I compare “The Sky is Everywhere” to “What Remains of Edith Finch” because they both ask you to inhabit emotional realities that shape the world around you, that shape other people’s stories. They don’t just present a situation or character going through grief, they ask you to be a part of coping with that grief and see the world from the perspective of the grief-stricken. Reality isn’t reality. Every emotion is supersaturated, idealized and romanticized until it’s rejected, the world takes the shape of your perception. It’s not so much that “The Sky is Everywhere” can’t find it’s tone or sense of reality initially, it’s that the concrete foundation we’re so used to stories providing us isn’t there from the start. Most films about grief give us that anchor, but like “What Remains of Edith Finch”, “The Sky is Everywhere” doesn’t want us to have it. To embody grief, we cannot have it, or else we would have an out from that embodiment.

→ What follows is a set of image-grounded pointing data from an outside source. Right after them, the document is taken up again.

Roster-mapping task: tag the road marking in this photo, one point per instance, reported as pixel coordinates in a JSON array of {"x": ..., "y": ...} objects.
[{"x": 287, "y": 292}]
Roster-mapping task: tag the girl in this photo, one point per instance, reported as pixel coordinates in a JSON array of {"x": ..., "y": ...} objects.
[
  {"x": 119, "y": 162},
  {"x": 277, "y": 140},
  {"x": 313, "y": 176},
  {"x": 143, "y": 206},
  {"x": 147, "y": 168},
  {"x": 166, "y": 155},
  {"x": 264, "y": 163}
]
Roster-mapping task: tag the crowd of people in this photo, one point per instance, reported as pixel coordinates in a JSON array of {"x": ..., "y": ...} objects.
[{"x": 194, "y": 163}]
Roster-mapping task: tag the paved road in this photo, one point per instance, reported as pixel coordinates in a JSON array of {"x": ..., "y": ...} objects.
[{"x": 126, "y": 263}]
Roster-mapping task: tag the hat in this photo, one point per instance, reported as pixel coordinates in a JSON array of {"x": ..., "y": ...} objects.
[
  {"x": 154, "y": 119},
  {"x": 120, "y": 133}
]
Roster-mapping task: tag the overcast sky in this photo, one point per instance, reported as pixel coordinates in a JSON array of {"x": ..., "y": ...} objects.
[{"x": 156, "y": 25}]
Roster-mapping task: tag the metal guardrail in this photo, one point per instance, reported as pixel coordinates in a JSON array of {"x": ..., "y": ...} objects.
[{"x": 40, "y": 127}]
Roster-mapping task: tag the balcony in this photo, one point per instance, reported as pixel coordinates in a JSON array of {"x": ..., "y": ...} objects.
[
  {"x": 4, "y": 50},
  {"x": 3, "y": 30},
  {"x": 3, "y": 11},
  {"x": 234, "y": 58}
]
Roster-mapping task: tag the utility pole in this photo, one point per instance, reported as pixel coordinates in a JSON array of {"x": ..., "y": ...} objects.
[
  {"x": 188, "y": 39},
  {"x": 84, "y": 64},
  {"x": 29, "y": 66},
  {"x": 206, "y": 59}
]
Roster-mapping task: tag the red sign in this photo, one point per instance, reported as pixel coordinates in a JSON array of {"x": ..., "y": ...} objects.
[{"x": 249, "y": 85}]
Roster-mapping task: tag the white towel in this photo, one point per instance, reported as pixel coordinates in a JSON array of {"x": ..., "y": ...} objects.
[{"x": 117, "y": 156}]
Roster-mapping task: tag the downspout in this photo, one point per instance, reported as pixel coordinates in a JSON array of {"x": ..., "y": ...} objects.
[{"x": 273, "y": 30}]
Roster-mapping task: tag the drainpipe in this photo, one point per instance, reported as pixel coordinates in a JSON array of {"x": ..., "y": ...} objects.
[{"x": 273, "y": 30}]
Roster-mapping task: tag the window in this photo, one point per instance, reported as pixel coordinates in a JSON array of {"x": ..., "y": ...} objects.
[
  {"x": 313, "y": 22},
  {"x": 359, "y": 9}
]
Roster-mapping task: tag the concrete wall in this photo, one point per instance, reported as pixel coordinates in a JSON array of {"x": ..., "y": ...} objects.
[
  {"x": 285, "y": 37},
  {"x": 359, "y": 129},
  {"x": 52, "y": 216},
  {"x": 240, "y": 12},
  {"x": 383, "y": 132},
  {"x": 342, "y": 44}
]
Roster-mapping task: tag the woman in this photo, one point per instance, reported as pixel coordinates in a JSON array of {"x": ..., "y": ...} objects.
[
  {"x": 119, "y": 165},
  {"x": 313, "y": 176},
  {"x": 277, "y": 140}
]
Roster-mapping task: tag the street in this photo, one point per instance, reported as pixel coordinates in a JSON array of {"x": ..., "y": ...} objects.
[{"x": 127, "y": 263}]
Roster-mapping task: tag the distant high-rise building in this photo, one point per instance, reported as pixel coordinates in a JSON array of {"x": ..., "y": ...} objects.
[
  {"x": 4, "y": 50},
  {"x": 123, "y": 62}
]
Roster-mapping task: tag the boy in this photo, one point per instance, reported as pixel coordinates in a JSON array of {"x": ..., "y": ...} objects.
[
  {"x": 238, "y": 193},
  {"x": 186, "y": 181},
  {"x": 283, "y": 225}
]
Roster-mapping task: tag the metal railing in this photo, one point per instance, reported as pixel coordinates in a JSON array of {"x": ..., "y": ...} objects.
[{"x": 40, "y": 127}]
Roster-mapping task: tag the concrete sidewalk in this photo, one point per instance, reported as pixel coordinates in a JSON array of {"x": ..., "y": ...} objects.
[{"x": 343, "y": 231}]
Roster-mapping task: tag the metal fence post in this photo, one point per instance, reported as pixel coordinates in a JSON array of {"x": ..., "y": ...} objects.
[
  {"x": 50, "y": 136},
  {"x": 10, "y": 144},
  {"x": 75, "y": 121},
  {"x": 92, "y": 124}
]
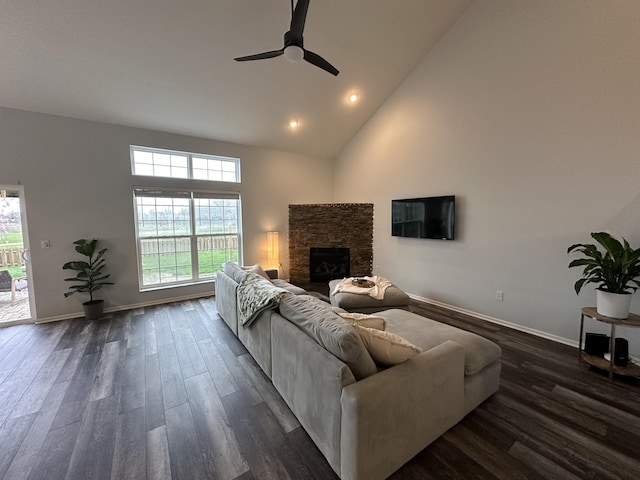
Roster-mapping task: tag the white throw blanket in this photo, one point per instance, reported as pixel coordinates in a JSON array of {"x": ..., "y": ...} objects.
[
  {"x": 377, "y": 291},
  {"x": 255, "y": 295}
]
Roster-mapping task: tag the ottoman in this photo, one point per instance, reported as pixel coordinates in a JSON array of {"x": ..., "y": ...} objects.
[{"x": 354, "y": 302}]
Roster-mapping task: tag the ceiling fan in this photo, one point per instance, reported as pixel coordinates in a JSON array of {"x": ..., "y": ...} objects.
[{"x": 293, "y": 43}]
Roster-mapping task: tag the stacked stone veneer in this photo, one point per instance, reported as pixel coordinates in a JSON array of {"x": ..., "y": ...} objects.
[{"x": 348, "y": 225}]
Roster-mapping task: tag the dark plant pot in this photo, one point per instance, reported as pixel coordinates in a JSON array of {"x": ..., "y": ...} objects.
[{"x": 93, "y": 309}]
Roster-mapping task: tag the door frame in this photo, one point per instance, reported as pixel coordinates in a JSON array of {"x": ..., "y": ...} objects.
[{"x": 26, "y": 245}]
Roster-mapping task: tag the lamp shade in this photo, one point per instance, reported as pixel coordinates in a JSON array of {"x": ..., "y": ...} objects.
[{"x": 273, "y": 250}]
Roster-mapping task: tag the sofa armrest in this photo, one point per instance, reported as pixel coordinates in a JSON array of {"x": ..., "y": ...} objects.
[
  {"x": 391, "y": 416},
  {"x": 227, "y": 300}
]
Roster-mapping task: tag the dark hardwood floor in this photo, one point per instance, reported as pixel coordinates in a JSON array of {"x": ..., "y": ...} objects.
[{"x": 168, "y": 392}]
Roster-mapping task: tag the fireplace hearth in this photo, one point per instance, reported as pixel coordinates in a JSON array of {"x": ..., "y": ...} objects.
[{"x": 325, "y": 264}]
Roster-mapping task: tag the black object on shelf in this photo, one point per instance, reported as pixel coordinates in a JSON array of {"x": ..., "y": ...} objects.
[
  {"x": 596, "y": 344},
  {"x": 621, "y": 352}
]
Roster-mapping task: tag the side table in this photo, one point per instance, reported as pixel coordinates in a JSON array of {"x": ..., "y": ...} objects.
[{"x": 633, "y": 320}]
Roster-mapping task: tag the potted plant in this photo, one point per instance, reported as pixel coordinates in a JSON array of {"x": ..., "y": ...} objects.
[
  {"x": 616, "y": 271},
  {"x": 89, "y": 277}
]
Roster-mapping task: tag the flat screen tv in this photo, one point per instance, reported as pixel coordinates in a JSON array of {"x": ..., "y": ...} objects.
[{"x": 429, "y": 217}]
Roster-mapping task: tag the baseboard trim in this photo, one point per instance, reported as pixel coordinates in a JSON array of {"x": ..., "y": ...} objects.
[
  {"x": 499, "y": 321},
  {"x": 132, "y": 306}
]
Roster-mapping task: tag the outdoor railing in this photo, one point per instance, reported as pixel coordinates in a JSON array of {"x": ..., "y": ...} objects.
[{"x": 11, "y": 256}]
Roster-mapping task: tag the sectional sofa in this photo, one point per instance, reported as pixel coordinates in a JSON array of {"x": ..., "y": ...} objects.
[{"x": 367, "y": 417}]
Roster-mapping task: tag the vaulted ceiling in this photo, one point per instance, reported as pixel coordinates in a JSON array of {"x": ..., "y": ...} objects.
[{"x": 168, "y": 64}]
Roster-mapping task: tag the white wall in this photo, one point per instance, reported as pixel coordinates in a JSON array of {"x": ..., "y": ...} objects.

We start from a place where reality is already gone, suffused in this case with gothic romance and monologues that are overwritten until you start feeling them instead of analyzing them. It’s beautiful once you can get close enough to where it’s coming from, but trekking that far out is difficult and not what everyone wants out of a film like this.

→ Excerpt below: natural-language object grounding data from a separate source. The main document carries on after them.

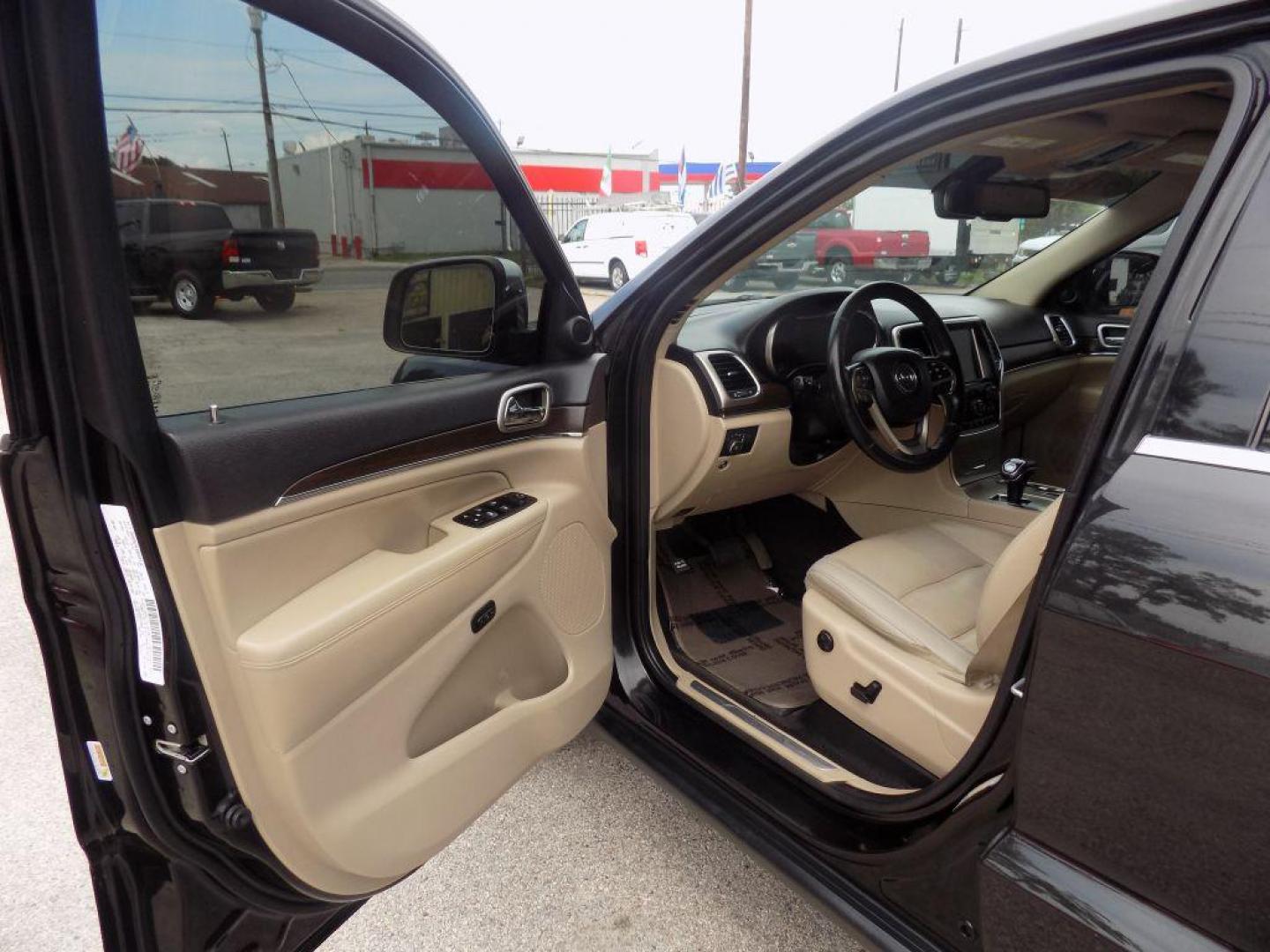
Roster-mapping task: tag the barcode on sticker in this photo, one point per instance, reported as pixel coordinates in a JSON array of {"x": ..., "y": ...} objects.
[
  {"x": 145, "y": 607},
  {"x": 101, "y": 766}
]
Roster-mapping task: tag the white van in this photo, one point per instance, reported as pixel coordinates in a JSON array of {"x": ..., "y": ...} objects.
[{"x": 615, "y": 247}]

Even loving it, I still have criticisms of “The Sky is Everywhere”. The characters are initially defined by such an overwhelming level of quirk that it’s hard to read any of their relationships beyond this. Without enough of anything else, they can come off as creepy in place of caring from time to time. This means getting to know them later places them at a deficit that doesn’t feel intended.

Dialogue scenes where the characters struggle to put shape to their grief are brilliantly done, but it takes about 25 minutes to get to a single one of them. Plot aspects like whether Lennie will get into Juilliard, which are so central in the film’s opening act, become somewhat forgotten later. Of course, this becomes less important to Lennie, but I do think the film focuses a bit too much on some practical initial stakes to get you invested when it’s not really about those stakes. The opening act gives us those stakes and descriptions of grief, but it fails to let us see a character interacting at length with the film’s focus on grief until it’s shifting us into that second act. It’s important we know these details, but they shouldn’t dominate the film’s opening to the exclusion of everything else.

All that said, if you can ride out that opening act and get that key to click for you in terms of its gothic romantic storytelling, “The Sky is Everywhere” is a gorgeous, beautifully designed, well-conceived film with a strong central performance. If it never clicks for you, that’s understandable – its storytelling approach will lack enough of an anchor for many. If it drives enough curiosity to see what it wants to show you next, “The Sky is Everywhere” can ultimately be extremely rewarding.

It’s a challenging film, perhaps even off-putting, but if you can sync up with its sense of metaphors springing off the back of a metaphorical reality, it has a lot to say that’s worth hearing.

You can watch “The Sky is Everywhere” on Apple TV.